Numbers and stats often fail to paint a clear picture about the magnitude of the change. We met Loan in Saigon by accident, and were eager to hear her story. Born 28 years ago in a large village Northwest from Hanoi, she got her first pair of shoes at the age of 13. Her family invested in a colour TV shortly after. Loan herself became the first woman from her community to finish high school, and the first person ever to graduate from university. She is one of the millions who leapt straight into modernity, at the cost of enormous effort. These millions form the aspirational, urban middle class of Saigon and Vietnam or any other country in Southeast Asia and other emerging markets. They are the backbone of the process that makes everybody – from political observers to investors – salivate over the opportunities hidden in this once in a lifetime transformation.
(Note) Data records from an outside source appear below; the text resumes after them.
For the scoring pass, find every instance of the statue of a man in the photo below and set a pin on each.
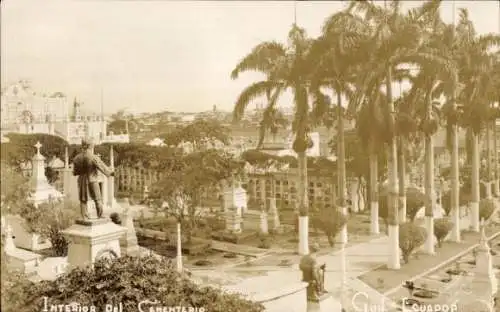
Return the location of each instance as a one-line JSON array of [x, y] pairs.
[[86, 165], [313, 273]]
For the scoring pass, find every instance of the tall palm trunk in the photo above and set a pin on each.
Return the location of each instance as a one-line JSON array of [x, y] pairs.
[[341, 168], [489, 160], [455, 186], [303, 204], [430, 192], [393, 222], [474, 204], [496, 160], [402, 179], [374, 224]]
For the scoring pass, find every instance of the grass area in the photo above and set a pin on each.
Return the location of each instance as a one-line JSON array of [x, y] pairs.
[[383, 279]]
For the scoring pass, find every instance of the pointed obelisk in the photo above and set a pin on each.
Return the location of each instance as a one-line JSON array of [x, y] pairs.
[[41, 190], [112, 204]]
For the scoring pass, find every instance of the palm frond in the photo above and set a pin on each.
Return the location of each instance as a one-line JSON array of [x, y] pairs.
[[250, 93], [262, 59]]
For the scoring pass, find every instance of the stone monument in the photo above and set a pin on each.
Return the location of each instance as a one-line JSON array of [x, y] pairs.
[[234, 195], [274, 215], [264, 225], [41, 190], [318, 299], [233, 220], [91, 238]]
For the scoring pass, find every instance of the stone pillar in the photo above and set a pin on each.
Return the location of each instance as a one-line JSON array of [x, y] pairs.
[[274, 215], [91, 240], [233, 220], [484, 285], [353, 192], [263, 192], [179, 248], [264, 227], [128, 242]]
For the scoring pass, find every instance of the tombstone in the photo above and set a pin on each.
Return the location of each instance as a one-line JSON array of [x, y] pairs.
[[23, 238], [41, 190], [19, 259], [235, 196], [128, 242]]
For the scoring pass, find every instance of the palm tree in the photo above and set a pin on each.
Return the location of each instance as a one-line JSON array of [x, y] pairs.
[[335, 55], [451, 110], [475, 64], [397, 39], [285, 67], [272, 120], [425, 85]]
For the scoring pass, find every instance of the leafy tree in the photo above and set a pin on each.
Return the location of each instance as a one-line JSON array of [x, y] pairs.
[[201, 133], [486, 208], [442, 227], [415, 200], [48, 220], [411, 236], [285, 67], [330, 221], [125, 280], [179, 191]]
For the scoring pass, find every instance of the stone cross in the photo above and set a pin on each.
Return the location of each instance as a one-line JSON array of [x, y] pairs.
[[38, 146]]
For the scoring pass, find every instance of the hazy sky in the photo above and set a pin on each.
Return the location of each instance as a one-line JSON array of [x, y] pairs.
[[158, 55]]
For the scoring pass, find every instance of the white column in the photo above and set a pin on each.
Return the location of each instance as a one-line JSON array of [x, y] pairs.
[[111, 179]]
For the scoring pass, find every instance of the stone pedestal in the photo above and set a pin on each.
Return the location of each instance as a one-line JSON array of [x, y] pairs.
[[484, 285], [92, 240], [235, 196], [326, 303], [264, 227], [233, 221], [273, 215]]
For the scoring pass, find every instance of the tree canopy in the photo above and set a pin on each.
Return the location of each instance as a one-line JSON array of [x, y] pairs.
[[126, 280]]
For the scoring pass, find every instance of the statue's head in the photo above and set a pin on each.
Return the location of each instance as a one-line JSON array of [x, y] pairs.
[[314, 247], [87, 143]]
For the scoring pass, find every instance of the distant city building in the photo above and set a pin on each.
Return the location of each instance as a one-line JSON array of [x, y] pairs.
[[25, 111]]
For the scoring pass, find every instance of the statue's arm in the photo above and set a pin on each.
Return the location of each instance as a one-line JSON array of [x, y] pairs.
[[101, 166]]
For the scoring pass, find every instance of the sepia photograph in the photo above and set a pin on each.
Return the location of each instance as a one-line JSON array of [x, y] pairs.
[[250, 156]]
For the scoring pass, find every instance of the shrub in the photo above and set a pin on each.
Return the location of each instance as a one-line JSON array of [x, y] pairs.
[[486, 208], [48, 220], [265, 243], [411, 237], [126, 280], [115, 218], [415, 200], [330, 221], [441, 229]]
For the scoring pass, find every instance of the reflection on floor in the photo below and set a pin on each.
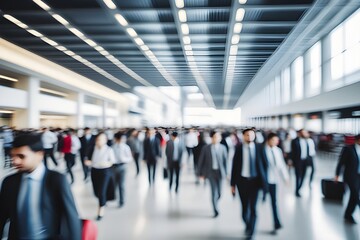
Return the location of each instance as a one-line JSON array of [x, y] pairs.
[[155, 213]]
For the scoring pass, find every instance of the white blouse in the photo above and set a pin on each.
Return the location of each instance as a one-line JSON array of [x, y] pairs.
[[103, 157]]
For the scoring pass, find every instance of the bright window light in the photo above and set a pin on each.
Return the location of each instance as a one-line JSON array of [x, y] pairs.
[[185, 29], [90, 42], [179, 3], [131, 32], [60, 19], [237, 27], [186, 40], [139, 41], [76, 32], [42, 5], [49, 41], [35, 33], [8, 78], [121, 19], [110, 4], [235, 39], [15, 21], [240, 13], [182, 16]]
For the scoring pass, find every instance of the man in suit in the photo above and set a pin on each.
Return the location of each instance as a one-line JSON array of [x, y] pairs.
[[248, 175], [37, 201], [87, 143], [350, 160], [174, 151], [151, 153], [302, 153], [212, 165]]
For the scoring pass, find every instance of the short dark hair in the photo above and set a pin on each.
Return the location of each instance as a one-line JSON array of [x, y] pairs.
[[248, 129], [271, 135], [32, 140]]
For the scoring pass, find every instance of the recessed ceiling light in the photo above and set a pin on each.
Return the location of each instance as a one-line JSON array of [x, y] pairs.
[[131, 32], [237, 27], [235, 39], [60, 19], [185, 29], [139, 41], [110, 4], [8, 78], [121, 19], [186, 40], [182, 16], [179, 3], [240, 13], [35, 33], [42, 5]]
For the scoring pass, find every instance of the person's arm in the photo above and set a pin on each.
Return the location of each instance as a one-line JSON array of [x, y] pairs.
[[73, 224]]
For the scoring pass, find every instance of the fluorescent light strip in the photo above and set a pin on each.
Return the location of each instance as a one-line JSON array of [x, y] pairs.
[[42, 5], [54, 92], [9, 78], [110, 4], [15, 21]]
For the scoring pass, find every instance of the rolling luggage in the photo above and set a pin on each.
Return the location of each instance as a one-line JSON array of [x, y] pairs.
[[332, 190]]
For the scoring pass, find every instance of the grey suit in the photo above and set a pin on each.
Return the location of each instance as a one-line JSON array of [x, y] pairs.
[[206, 169]]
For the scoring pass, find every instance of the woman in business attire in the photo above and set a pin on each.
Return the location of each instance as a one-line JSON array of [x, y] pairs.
[[101, 161]]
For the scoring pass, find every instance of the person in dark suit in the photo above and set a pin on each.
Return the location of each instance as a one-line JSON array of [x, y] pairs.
[[37, 201], [174, 151], [212, 165], [87, 143], [151, 153], [302, 154], [248, 175], [350, 160]]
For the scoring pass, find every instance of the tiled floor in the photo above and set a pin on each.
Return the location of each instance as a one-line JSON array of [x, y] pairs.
[[155, 213]]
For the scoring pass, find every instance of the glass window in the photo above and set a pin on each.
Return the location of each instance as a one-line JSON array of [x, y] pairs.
[[285, 82], [298, 79]]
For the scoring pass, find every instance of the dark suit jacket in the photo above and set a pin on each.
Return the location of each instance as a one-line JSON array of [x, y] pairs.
[[86, 146], [151, 150], [205, 161], [260, 165], [58, 209], [170, 151], [348, 159]]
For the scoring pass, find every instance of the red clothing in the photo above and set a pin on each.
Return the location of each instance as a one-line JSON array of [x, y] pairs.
[[66, 144]]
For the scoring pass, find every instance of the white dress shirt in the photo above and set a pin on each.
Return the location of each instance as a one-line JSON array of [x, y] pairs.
[[246, 158], [103, 157], [276, 166], [122, 153]]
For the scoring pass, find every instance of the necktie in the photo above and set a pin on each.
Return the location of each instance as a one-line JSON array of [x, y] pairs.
[[253, 172], [26, 216], [273, 154]]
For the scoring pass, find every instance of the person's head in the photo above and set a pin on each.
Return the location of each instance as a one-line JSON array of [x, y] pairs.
[[357, 139], [215, 137], [101, 139], [174, 135], [272, 139], [248, 135], [27, 152]]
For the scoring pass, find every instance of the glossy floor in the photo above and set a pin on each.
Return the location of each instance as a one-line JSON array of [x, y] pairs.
[[155, 213]]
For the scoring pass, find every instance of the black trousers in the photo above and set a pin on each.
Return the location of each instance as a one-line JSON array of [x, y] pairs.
[[248, 189], [174, 168], [101, 179], [272, 191], [300, 172], [49, 152], [354, 199], [70, 162], [151, 168]]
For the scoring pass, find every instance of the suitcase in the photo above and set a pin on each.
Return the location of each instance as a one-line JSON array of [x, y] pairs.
[[332, 190]]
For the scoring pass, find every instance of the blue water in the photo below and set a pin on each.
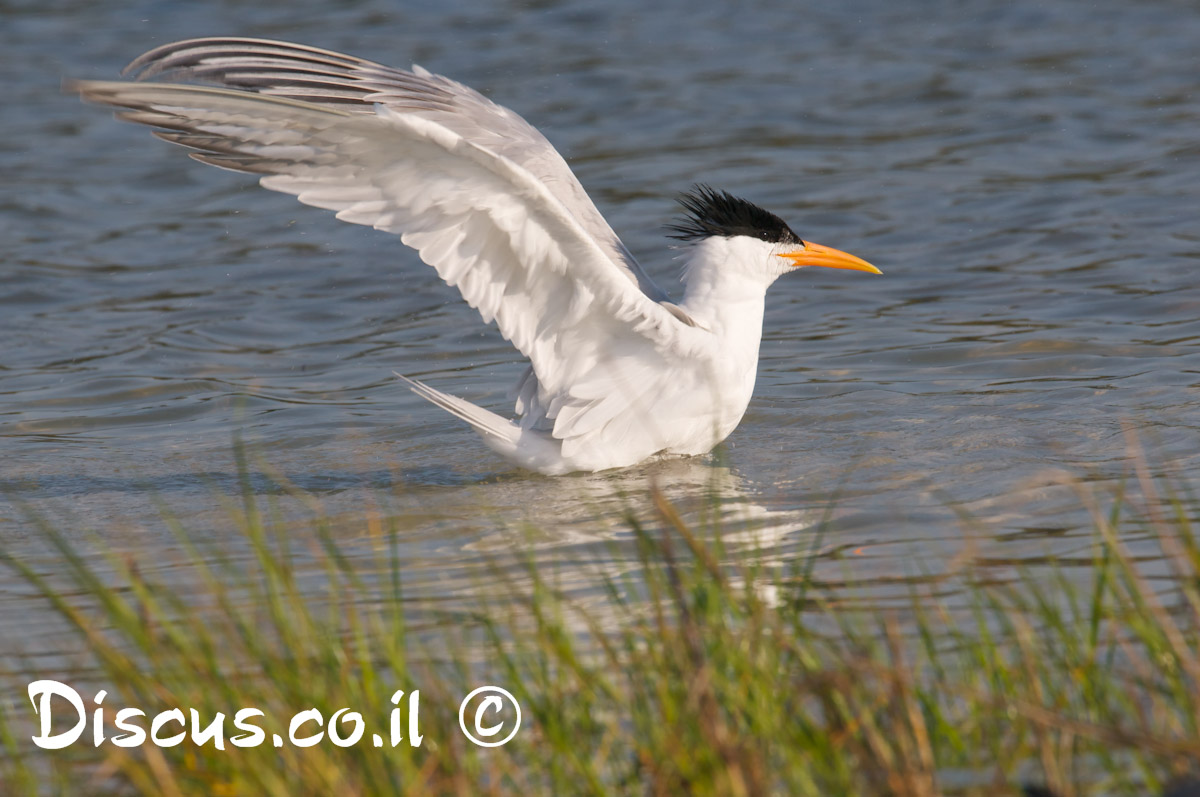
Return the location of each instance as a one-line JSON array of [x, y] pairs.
[[1027, 175]]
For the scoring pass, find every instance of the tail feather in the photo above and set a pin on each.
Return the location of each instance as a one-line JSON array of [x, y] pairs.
[[528, 448], [486, 423]]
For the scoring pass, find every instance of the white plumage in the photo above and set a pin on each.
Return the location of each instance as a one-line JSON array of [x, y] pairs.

In my subsequent work on private equity and M&A deals in Southeast Asia, I have often reminded myself of the period between the late 90s right up to 2008 days, when Eastern Europe was the darling of the global investor community. Foreign direct investment records were broken yearly, new private equity funds sprung up seemingly every other day. The region was on a supposedly inevitable path of convergence towards Western Europe. And converge it did – toward the quagmire of the post-crisis stagnation. Suddenly, a new narrative was constructed around Warren Buffett’s quote that “only when the tide goes out do you discover who’s been swimming naked”. Emerging Markets are the most exposed to hubris and complacency, and often swim naked.
It is now Southeast Asia’s turn to be the Emerging Market of choice, and rightly so – the macro-trends are so spectacular that even in a supposedly bad year the region is doing much better than the world as a whole. At the same time, this is home for some of the most corrupt political regimes (as per the latest Transparency International Survey). The regional market is inefficient despite ASEAN’s aspirations to create a wider zone of economic cooperation. As an example, Eastern Europe’s integration into the European Union was a massive driving force for improvement in institutional quality. Business practices gradually became more professional and made life much easier for owners, investors, and partners. However, in Southeast Asia, a private equity investor should count himself lucky if shown a coherent set of financial statements to start with – without necessarily qualifying if the numbers are real or not. Due diligence and leap of faith should in theory be mutually exclusive.
So, for all the excitement, the question is whether Southeast Asia will eventually develop the right infrastructure for business owners and investors. There are no permanent emerging markets – graduation to the developed world or stagnation are the two possible outcomes.